Synaptic Information Efficacy Estimation

As a second example, we reproduced the protocol made by London et al. (2002) to estimate the information transfer between one synapse and the postsynaptic neuron spiking (also called Synaptic Information Efficacy, SIE). In this study, the authors showed that a larger synapse drove the postsynaptic spiking in a greater manner, which increases the SIE. To reproduce this result, we used the model described in the previous paragraphs. We stimulated the model during 5 s with 750 synapses to get a spiking frequency around 5 Hz. Moreover, we added a supplementary synapse stimulating the model regularly every 200 ms. When the EPSP size of this supplementary synapse (wSyn_supp) was weak, this synapse did not drive the spiking of the model (Figure 4C, up left). However, when wSyn_supp was strong, this synapse drove the spiking of the model (Figure 4C, down left). We made 100 trials for each wSyn_supp and at each trial the onset time and amplitude of the others synapses were chosen randomly to introduce spiking variability. We down-sampled our signal to 3 kHz and binarized it to 0 and 1, depending on the presence of APs or not similarly to London et al. (2002). After calculating the information rate transfer using the quadratic extrapolations method, we obtained a sigmoid curve similar to previously published results (London et al., 2002; Figure 4C, middle). To calculate the PNG Rate on binarized signals, we first converted our voltage signals to a 1-bit PNG image (2 levels of gray). As our signals are 100 trials of 5 s at 3 kHz sampling, this yielded an image of 15,000 × 100 (=1,500,000) pixels of 2 possible values. Similar to what has been described in section “Mutual Information estimation in electrophysiological data,” we obtained the PNG Rate of the signal measuring the size of the PNG file, dividing it by the number of pixels and multiplying it by the sampling to obtain a value in Bytes/s. To obtain the PNG entropy rate of the noise, we rotated the image 90 degrees, measured the size of this new file, divided it by the number of pixels and multiplied it by the sampling to obtain a value in Bytes/s. As expected, the difference between the PNG Rate of the signal and the PNG Rate of the noise followed a sigmoid curve similar to the one calculated by the quadratic extrapolations method (Figure 4C, right).

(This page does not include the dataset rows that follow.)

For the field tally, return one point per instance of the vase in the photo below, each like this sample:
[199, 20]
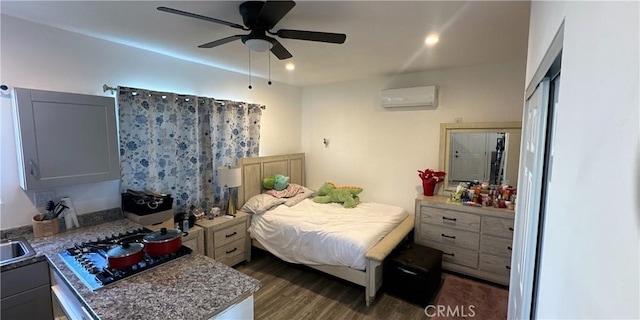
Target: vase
[428, 188]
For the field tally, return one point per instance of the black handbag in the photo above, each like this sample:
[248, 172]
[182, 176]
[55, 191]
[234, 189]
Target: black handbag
[143, 203]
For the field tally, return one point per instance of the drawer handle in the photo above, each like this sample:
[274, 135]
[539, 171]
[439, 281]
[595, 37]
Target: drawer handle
[407, 271]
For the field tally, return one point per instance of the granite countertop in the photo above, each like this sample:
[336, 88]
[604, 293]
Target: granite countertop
[192, 287]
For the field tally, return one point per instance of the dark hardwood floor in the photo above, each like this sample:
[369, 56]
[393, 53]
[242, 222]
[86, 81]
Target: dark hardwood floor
[293, 292]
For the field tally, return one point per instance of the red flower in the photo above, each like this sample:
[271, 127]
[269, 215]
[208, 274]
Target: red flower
[431, 176]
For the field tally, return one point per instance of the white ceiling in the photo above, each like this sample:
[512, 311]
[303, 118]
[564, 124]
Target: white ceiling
[383, 37]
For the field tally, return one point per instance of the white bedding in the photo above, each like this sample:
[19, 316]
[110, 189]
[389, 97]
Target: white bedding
[313, 233]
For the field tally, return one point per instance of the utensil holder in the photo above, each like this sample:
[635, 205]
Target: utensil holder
[44, 228]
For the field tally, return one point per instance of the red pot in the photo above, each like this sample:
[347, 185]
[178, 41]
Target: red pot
[163, 242]
[125, 255]
[428, 188]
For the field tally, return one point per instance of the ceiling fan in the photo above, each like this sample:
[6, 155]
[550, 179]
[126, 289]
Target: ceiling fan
[259, 18]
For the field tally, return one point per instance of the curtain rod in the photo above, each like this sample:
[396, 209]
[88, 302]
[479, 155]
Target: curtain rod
[106, 88]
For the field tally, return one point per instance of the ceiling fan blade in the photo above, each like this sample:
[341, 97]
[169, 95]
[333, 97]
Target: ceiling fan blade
[220, 42]
[278, 50]
[197, 16]
[272, 12]
[312, 36]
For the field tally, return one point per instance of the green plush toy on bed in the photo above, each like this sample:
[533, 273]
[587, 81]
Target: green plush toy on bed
[277, 182]
[346, 195]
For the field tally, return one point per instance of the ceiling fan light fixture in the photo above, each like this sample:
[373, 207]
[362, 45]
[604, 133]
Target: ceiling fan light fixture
[432, 39]
[258, 45]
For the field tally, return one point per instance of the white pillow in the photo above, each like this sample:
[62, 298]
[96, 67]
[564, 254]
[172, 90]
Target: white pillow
[259, 204]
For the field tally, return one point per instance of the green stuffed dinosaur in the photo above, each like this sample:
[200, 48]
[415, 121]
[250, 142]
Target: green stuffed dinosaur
[346, 195]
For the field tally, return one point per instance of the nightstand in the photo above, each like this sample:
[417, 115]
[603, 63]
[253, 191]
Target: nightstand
[195, 240]
[226, 239]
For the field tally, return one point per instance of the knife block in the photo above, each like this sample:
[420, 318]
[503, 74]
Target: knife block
[44, 228]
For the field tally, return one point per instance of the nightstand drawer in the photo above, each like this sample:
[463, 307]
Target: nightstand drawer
[497, 227]
[464, 257]
[496, 246]
[449, 236]
[230, 250]
[450, 218]
[230, 234]
[494, 264]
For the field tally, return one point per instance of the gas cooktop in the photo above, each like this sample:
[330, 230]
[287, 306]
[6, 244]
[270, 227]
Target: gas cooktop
[89, 261]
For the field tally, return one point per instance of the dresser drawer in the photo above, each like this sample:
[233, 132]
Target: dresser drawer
[464, 257]
[497, 265]
[449, 236]
[450, 218]
[496, 246]
[229, 234]
[497, 227]
[230, 249]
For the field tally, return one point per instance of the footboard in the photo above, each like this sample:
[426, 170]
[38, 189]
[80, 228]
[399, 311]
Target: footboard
[376, 255]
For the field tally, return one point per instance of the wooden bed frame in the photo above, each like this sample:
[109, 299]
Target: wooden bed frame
[292, 165]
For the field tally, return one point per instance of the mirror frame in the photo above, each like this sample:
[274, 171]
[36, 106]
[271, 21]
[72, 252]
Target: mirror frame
[445, 139]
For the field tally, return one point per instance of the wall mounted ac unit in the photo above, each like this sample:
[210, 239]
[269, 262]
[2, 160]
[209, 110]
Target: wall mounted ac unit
[409, 97]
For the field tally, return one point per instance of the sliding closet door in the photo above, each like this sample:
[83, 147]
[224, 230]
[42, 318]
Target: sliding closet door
[525, 237]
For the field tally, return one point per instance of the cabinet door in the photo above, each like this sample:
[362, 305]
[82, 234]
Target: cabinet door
[65, 138]
[31, 304]
[195, 241]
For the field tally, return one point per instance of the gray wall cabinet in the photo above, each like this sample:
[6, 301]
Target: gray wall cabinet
[65, 138]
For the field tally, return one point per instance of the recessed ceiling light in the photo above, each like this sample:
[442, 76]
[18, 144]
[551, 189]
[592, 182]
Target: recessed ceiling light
[432, 39]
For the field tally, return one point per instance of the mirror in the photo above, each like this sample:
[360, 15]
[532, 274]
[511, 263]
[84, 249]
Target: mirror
[483, 151]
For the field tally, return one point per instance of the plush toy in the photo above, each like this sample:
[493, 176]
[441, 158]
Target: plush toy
[277, 182]
[348, 196]
[281, 183]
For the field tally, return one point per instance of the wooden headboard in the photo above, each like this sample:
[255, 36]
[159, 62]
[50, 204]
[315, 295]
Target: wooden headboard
[255, 169]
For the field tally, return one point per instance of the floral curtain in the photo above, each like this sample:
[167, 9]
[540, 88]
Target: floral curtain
[173, 143]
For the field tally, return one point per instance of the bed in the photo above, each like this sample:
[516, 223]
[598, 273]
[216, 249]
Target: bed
[293, 165]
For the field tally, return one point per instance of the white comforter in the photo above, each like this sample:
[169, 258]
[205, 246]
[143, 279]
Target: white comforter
[313, 233]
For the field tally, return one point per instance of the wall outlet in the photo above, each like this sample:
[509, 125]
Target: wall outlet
[40, 199]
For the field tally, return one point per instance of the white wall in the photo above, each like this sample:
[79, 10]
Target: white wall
[590, 246]
[39, 57]
[381, 150]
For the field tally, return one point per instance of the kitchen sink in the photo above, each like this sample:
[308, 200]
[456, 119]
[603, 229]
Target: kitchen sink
[15, 249]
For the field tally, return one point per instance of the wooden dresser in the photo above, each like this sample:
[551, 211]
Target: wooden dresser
[226, 239]
[474, 241]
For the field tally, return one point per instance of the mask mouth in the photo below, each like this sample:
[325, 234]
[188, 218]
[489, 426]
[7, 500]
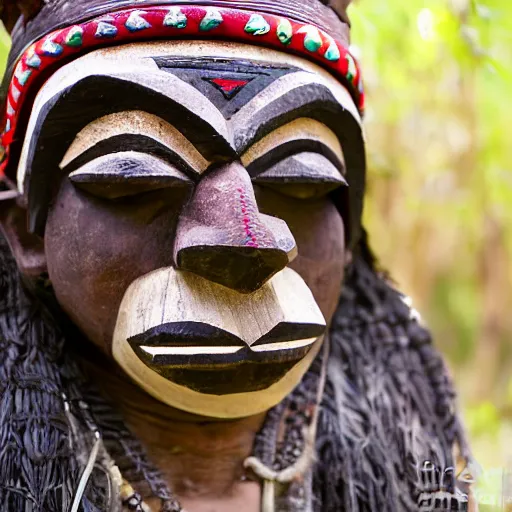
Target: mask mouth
[209, 360]
[213, 340]
[195, 344]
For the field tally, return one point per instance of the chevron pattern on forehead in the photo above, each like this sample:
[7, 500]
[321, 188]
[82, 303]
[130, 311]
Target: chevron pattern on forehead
[206, 75]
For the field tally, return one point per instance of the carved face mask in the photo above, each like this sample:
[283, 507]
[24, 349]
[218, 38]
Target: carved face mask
[175, 183]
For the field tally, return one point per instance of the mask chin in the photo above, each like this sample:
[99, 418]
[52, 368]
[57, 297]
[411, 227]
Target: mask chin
[203, 348]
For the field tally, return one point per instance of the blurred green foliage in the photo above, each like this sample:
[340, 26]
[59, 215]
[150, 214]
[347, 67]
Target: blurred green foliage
[439, 212]
[439, 206]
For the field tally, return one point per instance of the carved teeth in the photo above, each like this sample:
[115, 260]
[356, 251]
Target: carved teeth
[212, 19]
[257, 25]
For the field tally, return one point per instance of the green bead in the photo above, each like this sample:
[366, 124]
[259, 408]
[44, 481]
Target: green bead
[257, 25]
[312, 41]
[175, 18]
[75, 37]
[212, 19]
[333, 52]
[23, 76]
[285, 31]
[352, 68]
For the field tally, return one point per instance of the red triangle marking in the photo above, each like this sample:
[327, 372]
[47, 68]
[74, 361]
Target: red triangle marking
[228, 85]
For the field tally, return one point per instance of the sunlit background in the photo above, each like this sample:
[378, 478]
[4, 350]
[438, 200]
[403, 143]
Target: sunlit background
[439, 210]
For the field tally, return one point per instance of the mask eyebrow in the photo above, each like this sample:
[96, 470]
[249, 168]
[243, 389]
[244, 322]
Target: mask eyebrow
[298, 136]
[299, 94]
[134, 122]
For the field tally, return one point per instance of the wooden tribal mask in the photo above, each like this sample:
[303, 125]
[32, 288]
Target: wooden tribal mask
[175, 183]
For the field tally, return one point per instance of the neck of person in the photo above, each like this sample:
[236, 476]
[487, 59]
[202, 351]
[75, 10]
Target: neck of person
[201, 458]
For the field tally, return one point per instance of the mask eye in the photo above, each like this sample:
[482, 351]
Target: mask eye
[128, 173]
[303, 176]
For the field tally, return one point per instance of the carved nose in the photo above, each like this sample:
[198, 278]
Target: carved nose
[223, 237]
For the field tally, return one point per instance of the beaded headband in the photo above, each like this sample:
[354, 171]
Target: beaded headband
[171, 22]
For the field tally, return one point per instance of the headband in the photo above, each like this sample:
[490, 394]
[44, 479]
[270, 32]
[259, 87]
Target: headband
[182, 21]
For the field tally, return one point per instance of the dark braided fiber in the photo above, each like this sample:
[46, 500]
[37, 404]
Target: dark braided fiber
[389, 405]
[38, 469]
[42, 454]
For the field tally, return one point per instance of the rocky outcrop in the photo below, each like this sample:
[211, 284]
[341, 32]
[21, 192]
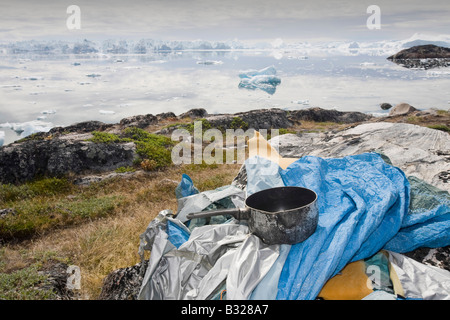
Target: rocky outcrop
[194, 114]
[65, 150]
[123, 284]
[57, 278]
[255, 119]
[425, 56]
[139, 121]
[326, 115]
[60, 155]
[385, 106]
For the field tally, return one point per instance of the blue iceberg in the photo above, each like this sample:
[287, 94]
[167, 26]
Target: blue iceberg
[264, 79]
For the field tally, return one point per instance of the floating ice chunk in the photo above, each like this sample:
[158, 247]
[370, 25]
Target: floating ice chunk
[27, 128]
[48, 111]
[264, 79]
[106, 112]
[33, 78]
[304, 102]
[209, 62]
[2, 138]
[6, 125]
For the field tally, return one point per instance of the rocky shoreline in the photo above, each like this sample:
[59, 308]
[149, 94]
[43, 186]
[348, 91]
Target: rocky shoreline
[65, 150]
[71, 150]
[422, 57]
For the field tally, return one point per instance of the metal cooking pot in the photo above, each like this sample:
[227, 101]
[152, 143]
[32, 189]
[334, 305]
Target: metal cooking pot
[283, 215]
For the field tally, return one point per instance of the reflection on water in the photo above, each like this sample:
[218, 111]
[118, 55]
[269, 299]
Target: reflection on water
[110, 87]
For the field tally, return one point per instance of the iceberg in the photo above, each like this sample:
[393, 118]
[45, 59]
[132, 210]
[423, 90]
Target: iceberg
[25, 129]
[264, 79]
[106, 112]
[48, 111]
[268, 71]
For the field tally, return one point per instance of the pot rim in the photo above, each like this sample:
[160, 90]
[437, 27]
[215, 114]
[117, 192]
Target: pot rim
[282, 211]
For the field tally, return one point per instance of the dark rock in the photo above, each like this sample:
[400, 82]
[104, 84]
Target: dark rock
[166, 115]
[57, 277]
[140, 121]
[429, 51]
[324, 115]
[81, 127]
[255, 119]
[123, 284]
[425, 57]
[7, 212]
[194, 114]
[69, 153]
[402, 109]
[385, 106]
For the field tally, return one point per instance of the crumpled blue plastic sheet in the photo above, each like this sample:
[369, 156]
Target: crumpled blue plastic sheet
[364, 206]
[361, 201]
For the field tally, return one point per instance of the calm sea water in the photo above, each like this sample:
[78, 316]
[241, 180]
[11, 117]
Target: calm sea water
[46, 91]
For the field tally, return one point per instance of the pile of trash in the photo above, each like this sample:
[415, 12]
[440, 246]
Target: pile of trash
[369, 214]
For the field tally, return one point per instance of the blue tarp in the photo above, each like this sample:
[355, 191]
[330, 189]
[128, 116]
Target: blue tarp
[365, 205]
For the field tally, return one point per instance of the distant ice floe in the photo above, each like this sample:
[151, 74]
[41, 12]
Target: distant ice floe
[24, 129]
[209, 62]
[264, 79]
[105, 112]
[304, 102]
[48, 111]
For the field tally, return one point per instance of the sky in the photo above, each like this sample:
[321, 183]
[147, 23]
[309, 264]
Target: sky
[213, 20]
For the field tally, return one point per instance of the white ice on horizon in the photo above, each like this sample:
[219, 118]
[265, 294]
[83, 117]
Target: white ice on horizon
[48, 111]
[29, 127]
[106, 112]
[209, 62]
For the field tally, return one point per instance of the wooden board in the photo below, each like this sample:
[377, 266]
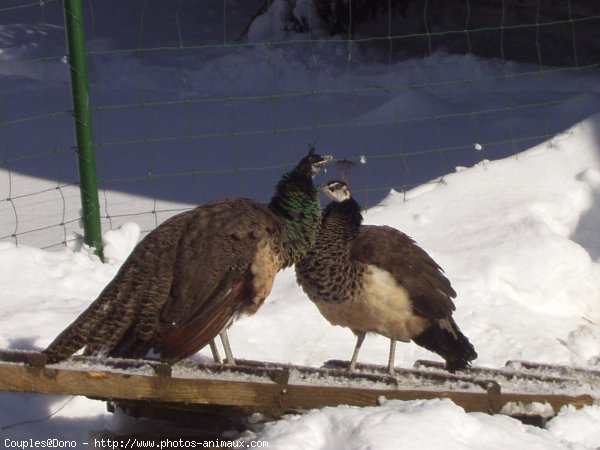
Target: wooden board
[272, 398]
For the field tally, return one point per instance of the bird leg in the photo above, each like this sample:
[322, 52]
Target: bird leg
[360, 337]
[227, 347]
[391, 357]
[215, 351]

From this, we concluded that by saving multiple trials of the same experiment as a single PNG file, we can estimate the PNG Rate of the signal. And by simply rotating this same file 90 degrees and saving it again, we can estimate the PNG Rate of the noise. The difference between those two values follows the same behavior as measuring the information transfer rate between the stimulation protocol and the multiple recorded responses. Therefore, PNG Rate method is suitable to compare the Synaptic Information Efficacy of synapses displaying various strength.

Application to Place Fields

Some hippocampal cells have their firing rate modulated by the animal position, discharging specifically at a spatial region known as the place field of the cell (O’Keefe and Dostrovsky, 1971). Properly identifying these cells requires estimates of the information contained in spikes about navigational features (i.e., position, speed, and head angle). The main metrics used to estimate this type of information were proposed by Skaggs et al. (1993) and are derivations from Shannon’s mutual information. By definition, the experiment conditions are less controlled than in our previous simulations, as the experimenter cannot be certain that the animal will explore its full environment.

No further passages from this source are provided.